Convert a warc filled with pdf records to a warc with plain text records.
This project only depends on warcio and pd3f (currently on our own branch with a couple of bugfixes).
pip3 install -r requirements.txt
docker-compose up -d
./pdfwarc2warc.py pdf.warc.gz > text.warc.gz
Make sure Parsr is running and accessible through http (default localhost:3001 but changeable through the --parsr-location
option.).
The main thread reads records into a queue, which workers (controllable through -j
or --threads
) pick records from. Each worker then grabs the pdf from the record, submits it to parsr, processes the response with pd3f, and puts the text back into the record payload. The record is then put on another queue to be written to stdout (or whatever file is specified with --output
.)
A lot of things can go wrong when processing PDF files.
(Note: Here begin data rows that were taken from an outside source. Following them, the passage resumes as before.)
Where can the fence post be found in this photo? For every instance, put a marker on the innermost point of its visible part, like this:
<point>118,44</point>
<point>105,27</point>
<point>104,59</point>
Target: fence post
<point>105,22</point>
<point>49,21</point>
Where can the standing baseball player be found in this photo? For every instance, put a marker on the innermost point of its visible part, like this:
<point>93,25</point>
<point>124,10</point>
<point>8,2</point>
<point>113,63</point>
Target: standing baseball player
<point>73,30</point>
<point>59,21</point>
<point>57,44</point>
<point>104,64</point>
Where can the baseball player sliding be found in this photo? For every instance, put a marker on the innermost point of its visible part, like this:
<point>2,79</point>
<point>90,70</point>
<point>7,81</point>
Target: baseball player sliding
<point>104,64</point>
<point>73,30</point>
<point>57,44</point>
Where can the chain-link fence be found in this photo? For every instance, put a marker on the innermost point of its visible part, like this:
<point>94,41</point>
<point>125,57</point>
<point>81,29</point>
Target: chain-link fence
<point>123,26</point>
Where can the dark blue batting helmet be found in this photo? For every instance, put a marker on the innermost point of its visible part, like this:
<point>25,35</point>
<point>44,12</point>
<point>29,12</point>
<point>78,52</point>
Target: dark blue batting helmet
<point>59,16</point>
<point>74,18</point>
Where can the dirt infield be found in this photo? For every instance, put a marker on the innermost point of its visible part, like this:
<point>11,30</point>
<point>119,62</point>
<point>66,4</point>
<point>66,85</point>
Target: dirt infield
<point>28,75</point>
Generally, records that produce errors are skipped over, unless an error is unrecoverable (e.g. parsr cannot be contacted, or a filesystem error).
To aid debugging the PDF processing (mainly done by pd3f) there is a --dump-errors path/to/folder
option that dumps the exception traceback, the pdf, and any response from parsr (if there was any) for unknown errors to a folder, keyed by the warc record id.
Some errors are already pro-actively caught before we pass on the parsr output to pd3f, mainly around empty documents, or documents without any text.